One of my colleagues was asking if I could give statistics on what we have from the 17th, 18th and first half of the 19th century. Preferably by year. So I guess I'm asking for a count by publication year. Any thoughts on the best way to approach this? -- Elaine Bradtke Data Wrangler VWML English Folk Dance and Song Society | http://www.efdss.org Cecil Sharp House, 2 Regent's Park Road, London NW1 7AY Tel +44 (0) 20 7485 2206 (This number is for the English Folk Dance and Song Society in London, England. If you wish to phone me personally, send an e-mail first. I work off site) -------------------------------------------------------------------------- Registered Company No. 297142 Charity Registered in England and Wales No. 305999 --------------------------------------------------------------------------- "Writing about music is like dancing about architecture" --Elvis Costello (Musician magazine No. 60 (October 1983), p. 52)
Elaine Bradtke schreef op di 22-07-2014 om 17:35 [+0100]:
One of my colleagues was asking if I could give statistics on what we have from the 17th, 18th and first half of the 19th century. Preferably by year.
When my Elasticsearch work is finished, this'll be just a matter of finding an elasticsearch visualisation tool that lets you explore your data, and telling it to do what you want. The way I'd do it currently would be to script something that pulls the date from the MARC of each entry and exports that. Then you could pop it into libreoffice calc and make graphs or whatever you need. -- Robin Sheat Catalyst IT Ltd. ✆ +64 4 803 2204 GPG: 5FA7 4B49 1E4D CAA4 4C38 8505 77F5 B724 F871 3BDF
This is the basic report: SELECT count(biblio.copyrightdate), biblio.copyrightdate,items.itype FROM items LEFT JOIN biblioitems on (items.biblioitemnumber=biblioitems.biblioitemnumber) LEFT JOIN biblio on (biblioitems.biblionumber=biblio.biblionumber) GROUP BY biblio.copyrightdate ORDER BY biblio.copyrightdate asc I also used an expanded version with more fields so I could see what the numbers really mean. - It doesn't pick up everything. A lot of our 18th and 19th century publications have partial or conjectural dates in square brackets. These seem to be ignored. - It gives a count of the items. Not the biblios. So this skews the count further (we have a lot of 18th century pamphlets bound together - many biblios, but only one item record for the bound volume). Is there any way we can be more precise? Would a query on the MARCXML for the 260 c produce a more accurate result? Can we to force it to count biblios instead of items? It may be we have to settle for doing the counting in the spreadsheet rather than via Koha. But it would be nice to have some control over what is counted. I know next to nothing about SQL, any help would be greatly appreciated. Thanks On Wed, Jul 23, 2014 at 12:31 AM, Robin Sheat <robin@catalyst.net.nz> wrote:
Elaine Bradtke schreef op di 22-07-2014 om 17:35 [+0100]:
One of my colleagues was asking if I could give statistics on what we have from the 17th, 18th and first half of the 19th century. Preferably by year.

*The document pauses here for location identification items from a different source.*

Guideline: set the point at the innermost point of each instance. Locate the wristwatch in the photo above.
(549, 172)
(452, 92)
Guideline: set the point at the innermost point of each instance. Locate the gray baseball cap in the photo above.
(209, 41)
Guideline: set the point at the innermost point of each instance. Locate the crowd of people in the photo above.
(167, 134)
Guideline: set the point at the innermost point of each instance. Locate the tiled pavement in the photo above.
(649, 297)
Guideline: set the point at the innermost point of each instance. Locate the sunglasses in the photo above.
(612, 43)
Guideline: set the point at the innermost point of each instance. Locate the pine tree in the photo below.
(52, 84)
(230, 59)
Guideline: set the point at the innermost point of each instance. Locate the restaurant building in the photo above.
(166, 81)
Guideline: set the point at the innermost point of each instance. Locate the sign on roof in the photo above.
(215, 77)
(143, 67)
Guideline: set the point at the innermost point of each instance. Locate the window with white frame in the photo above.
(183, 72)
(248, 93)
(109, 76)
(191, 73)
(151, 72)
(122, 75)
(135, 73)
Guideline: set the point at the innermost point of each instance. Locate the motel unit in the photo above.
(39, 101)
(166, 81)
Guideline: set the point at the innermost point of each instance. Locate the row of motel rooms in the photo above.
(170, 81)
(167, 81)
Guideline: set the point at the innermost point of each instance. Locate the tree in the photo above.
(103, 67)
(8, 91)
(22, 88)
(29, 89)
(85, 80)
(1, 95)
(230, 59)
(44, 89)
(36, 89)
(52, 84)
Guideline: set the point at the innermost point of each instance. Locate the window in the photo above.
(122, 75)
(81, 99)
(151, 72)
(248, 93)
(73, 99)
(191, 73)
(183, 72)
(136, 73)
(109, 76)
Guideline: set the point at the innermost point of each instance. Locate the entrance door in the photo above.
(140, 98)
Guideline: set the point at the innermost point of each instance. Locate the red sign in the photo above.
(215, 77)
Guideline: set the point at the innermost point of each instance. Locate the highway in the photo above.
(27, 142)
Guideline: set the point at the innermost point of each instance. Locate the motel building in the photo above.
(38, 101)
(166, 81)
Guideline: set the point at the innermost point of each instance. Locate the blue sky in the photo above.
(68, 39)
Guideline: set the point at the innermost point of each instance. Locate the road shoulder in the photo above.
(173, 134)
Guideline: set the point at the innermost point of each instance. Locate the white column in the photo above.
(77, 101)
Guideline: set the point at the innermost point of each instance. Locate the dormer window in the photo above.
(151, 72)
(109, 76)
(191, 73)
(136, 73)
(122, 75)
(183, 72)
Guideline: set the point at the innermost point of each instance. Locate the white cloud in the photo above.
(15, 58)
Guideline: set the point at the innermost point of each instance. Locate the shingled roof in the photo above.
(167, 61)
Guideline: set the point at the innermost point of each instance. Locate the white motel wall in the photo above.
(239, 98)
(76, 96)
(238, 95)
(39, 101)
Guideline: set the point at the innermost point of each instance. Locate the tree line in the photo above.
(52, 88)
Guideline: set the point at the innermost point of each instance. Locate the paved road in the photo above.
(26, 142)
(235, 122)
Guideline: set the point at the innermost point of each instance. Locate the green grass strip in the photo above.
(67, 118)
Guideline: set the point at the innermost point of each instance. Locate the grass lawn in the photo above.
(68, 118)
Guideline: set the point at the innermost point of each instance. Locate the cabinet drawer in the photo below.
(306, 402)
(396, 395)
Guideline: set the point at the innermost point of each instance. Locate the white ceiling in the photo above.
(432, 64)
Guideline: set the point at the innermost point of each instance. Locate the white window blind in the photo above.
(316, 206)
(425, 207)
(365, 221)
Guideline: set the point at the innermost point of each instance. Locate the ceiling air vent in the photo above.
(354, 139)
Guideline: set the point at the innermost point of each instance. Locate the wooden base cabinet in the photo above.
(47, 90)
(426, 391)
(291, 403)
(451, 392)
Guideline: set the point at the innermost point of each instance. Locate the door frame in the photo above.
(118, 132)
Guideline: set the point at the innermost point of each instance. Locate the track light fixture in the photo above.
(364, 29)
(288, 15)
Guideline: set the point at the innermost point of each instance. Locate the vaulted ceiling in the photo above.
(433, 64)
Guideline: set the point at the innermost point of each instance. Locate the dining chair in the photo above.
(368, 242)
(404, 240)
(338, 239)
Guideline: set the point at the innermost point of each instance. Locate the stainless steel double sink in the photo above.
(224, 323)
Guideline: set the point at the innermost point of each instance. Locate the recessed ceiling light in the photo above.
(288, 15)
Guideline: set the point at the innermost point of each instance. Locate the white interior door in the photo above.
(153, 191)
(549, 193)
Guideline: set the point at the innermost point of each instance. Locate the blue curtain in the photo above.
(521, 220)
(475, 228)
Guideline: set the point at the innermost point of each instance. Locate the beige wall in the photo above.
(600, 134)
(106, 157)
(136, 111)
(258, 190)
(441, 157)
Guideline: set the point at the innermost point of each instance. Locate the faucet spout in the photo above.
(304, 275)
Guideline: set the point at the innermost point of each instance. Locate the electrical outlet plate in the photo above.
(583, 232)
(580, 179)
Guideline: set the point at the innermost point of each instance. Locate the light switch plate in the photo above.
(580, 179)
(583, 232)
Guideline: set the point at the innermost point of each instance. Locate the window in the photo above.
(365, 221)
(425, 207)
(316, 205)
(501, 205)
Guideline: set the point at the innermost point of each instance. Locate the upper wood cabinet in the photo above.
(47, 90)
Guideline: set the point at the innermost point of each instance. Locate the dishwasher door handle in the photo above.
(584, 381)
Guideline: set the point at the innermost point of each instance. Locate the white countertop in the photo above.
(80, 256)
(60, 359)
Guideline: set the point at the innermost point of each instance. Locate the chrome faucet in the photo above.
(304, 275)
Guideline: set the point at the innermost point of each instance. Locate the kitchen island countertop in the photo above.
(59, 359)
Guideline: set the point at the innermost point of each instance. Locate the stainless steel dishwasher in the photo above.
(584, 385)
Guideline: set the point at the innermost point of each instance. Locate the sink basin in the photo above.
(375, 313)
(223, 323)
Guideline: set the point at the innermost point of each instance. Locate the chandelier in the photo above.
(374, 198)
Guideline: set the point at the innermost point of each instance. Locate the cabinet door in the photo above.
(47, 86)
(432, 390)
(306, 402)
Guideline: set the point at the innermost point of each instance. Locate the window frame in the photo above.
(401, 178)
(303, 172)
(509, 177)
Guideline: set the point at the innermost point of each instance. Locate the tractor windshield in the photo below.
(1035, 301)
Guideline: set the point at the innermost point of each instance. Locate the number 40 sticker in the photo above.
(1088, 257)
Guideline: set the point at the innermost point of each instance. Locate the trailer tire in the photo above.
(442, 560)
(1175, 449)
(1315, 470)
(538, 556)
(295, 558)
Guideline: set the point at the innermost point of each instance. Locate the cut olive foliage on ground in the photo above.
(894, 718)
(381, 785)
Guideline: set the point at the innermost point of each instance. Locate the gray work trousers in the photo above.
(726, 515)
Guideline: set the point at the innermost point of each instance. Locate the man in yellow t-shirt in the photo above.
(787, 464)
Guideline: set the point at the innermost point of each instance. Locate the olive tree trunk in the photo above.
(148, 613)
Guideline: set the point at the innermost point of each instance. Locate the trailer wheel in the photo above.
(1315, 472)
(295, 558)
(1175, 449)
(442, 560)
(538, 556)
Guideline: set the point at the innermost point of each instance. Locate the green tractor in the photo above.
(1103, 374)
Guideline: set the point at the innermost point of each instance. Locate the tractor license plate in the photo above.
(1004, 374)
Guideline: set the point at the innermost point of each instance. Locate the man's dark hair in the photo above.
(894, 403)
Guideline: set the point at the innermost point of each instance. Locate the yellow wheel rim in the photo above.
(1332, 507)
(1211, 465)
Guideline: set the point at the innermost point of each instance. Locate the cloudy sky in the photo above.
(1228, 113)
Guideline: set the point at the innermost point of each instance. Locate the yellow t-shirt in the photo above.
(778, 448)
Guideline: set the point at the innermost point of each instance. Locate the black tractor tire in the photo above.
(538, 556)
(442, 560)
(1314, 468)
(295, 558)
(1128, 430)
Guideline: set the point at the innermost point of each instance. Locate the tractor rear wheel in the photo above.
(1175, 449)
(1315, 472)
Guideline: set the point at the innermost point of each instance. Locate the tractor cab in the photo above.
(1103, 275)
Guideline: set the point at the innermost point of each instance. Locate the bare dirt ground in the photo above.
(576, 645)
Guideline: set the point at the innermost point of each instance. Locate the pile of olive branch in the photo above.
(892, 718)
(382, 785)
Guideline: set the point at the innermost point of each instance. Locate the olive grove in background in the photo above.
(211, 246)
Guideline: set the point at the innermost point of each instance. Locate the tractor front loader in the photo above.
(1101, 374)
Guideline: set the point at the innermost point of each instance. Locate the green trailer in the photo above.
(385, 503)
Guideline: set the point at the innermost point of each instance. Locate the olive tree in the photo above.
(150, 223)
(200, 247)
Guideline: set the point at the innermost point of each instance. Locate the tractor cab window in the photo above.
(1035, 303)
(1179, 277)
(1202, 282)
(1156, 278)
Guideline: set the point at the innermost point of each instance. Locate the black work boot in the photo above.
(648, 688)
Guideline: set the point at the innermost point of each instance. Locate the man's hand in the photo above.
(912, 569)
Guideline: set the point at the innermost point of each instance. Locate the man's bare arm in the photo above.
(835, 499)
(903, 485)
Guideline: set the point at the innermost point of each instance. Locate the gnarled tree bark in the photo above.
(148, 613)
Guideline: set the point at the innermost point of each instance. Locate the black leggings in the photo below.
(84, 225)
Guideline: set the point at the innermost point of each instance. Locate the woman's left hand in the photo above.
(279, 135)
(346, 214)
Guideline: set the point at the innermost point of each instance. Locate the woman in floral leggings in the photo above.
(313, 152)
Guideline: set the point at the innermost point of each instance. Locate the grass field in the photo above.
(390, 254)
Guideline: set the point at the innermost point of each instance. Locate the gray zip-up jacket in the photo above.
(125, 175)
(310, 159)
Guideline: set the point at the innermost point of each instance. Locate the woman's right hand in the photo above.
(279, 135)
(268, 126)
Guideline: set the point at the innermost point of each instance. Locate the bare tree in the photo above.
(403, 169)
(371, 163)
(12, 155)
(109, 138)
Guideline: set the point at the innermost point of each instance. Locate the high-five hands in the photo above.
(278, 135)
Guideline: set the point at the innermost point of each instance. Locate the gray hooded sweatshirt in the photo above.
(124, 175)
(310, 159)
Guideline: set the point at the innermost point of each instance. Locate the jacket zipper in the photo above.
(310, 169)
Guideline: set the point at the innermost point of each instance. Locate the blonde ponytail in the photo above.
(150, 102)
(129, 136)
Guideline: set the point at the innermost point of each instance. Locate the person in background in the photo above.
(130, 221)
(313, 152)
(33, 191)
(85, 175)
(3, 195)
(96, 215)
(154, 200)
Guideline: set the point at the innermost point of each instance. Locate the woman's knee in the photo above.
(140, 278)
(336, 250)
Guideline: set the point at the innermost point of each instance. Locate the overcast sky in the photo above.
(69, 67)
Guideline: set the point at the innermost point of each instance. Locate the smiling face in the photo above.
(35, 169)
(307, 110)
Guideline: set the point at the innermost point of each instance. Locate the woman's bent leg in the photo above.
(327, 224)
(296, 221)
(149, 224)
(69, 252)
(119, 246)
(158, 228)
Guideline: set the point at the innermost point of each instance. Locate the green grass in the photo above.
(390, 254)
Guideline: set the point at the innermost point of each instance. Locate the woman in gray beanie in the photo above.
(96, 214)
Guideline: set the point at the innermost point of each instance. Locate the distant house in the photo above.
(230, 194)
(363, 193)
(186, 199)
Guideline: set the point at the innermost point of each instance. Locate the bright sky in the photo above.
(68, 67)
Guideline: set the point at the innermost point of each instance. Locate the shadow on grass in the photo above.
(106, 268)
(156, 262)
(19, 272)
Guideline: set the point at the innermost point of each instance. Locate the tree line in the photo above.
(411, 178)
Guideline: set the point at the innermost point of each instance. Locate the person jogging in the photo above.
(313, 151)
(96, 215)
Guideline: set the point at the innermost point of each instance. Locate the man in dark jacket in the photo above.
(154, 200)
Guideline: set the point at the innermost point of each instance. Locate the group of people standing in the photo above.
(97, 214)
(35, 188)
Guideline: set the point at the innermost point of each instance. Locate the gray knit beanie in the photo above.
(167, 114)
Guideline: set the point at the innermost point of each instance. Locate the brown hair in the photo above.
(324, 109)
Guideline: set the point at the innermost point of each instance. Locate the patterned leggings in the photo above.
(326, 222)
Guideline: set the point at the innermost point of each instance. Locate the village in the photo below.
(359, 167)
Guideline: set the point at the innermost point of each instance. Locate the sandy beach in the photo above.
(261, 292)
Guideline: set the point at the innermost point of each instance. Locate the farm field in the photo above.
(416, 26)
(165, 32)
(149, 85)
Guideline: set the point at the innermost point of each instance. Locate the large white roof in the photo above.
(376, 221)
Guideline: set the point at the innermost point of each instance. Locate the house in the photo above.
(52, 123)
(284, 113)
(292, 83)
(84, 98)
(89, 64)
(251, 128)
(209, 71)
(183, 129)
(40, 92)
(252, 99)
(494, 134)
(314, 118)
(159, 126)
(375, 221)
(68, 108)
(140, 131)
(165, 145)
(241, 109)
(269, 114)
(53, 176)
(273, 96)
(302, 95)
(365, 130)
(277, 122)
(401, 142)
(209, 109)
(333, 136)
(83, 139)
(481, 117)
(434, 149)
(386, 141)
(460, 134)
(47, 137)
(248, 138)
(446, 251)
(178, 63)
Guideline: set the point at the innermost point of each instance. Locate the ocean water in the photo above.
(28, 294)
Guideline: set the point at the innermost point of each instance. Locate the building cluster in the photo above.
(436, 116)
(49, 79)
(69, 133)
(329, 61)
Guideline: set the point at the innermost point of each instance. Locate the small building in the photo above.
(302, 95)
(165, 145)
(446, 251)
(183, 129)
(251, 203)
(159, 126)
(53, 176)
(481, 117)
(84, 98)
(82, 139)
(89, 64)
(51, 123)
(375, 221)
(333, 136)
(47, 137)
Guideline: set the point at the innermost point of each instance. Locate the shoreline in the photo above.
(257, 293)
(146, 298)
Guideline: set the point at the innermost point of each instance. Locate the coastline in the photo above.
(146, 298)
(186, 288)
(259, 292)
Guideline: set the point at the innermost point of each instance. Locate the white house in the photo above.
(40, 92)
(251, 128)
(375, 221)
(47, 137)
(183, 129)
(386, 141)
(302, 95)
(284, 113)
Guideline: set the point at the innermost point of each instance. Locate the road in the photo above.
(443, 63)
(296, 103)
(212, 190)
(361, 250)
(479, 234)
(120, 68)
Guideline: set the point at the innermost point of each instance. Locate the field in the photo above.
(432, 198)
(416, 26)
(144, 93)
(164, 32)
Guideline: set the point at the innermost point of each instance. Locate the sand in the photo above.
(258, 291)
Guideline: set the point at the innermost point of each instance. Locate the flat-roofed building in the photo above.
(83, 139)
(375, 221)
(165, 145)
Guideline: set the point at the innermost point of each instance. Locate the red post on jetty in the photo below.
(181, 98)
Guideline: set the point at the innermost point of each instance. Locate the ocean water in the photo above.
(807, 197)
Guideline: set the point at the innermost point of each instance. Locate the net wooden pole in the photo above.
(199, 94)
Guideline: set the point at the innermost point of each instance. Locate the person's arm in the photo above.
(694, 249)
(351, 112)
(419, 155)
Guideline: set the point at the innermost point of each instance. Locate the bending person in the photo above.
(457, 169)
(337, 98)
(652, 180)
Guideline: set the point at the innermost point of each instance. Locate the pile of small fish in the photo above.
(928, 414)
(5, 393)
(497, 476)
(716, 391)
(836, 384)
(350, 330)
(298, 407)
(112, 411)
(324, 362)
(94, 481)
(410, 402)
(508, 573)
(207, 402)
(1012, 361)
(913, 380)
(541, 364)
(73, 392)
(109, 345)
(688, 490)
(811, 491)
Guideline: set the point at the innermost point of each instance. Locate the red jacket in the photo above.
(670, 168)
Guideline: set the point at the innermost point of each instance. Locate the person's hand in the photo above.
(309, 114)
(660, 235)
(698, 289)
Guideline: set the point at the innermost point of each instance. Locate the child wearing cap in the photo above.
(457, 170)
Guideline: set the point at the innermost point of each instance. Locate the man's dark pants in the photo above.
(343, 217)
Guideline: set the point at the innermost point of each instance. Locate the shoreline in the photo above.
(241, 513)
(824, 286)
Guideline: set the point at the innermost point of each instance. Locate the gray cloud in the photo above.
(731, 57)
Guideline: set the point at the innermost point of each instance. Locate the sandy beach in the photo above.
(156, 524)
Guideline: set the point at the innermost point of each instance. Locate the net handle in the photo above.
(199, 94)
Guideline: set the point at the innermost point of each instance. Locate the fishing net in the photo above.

When my Elasticsearch work is finished, this'll be just a matter of finding an elasticsearch visualisation tool that lets you explore your data, and telling it to do what you want.
The way I'd do it currently would be to script something that pulls the date from the MARC of each entry and exports that. Then you could pop it into libreoffice calc and make graphs or whatever you need.
-- Robin Sheat Catalyst IT Ltd. ✆ +64 4 803 2204 GPG: 5FA7 4B49 1E4D CAA4 4C38 8505 77F5 B724 F871 3BDF
_______________________________________________ Koha mailing list http://koha-community.org Koha@lists.katipo.co.nz http://lists.katipo.co.nz/mailman/listinfo/koha
-- Elaine Bradtke Data Wrangler VWML English Folk Dance and Song Society | http://www.efdss.org Cecil Sharp House, 2 Regent's Park Road, London NW1 7AY Tel +44 (0) 20 7485 2206 (This number is for the English Folk Dance and Song Society in London, England. If you wish to phone me personally, send an e-mail first. I work off site) -------------------------------------------------------------------------- Registered Company No. 297142 Charity Registered in England and Wales No. 305999 --------------------------------------------------------------------------- "Writing about music is like dancing about architecture" --Elvis Costello (Musician magazine No. 60 (October 1983), p. 52)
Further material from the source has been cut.